Continuamos a publicação de uma entrevista com Andrew Bird realizada por ocasião da sua mais recente atuação em Lisboa e da edição de um novo EP.
O seu trabalho é impossível de rotular com precisão. Nem o podemos apontar como sendo um músico de folk nem de rock, nem mesmo de música erudita... Ou seja, alimenta-se de um vasto leque de referências quando procura a forma como soa a sua alma quando procura expressar-se numa canção.

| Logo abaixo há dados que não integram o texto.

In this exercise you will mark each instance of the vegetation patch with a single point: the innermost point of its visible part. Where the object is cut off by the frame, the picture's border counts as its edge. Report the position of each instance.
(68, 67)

É isso. Acho que não diria muito melhor... (risos)... Sempre tentei andar por mais que apenas uma cena musical ao longo dos anos. Cada vez que me juntava a uma cena sentia as paredes a apertarem-me... Sentia também a insularidade e a competitividade que nela poderia haver e procurava logo afastar-me. A música por vezes é folk ou bluegrass. Ou mais Django Reindhardt.. Ou musica irlandesa... São tantos os elementos de onde a minha música vem, mas não especificamente um ou outro género. Alguém perguntou-me um dia se eu me integrava numa tradição. Mas não... Cresci nos subúrbios, não tenho qualquer filiação em nada. Mas posso tirar ideias de tudo...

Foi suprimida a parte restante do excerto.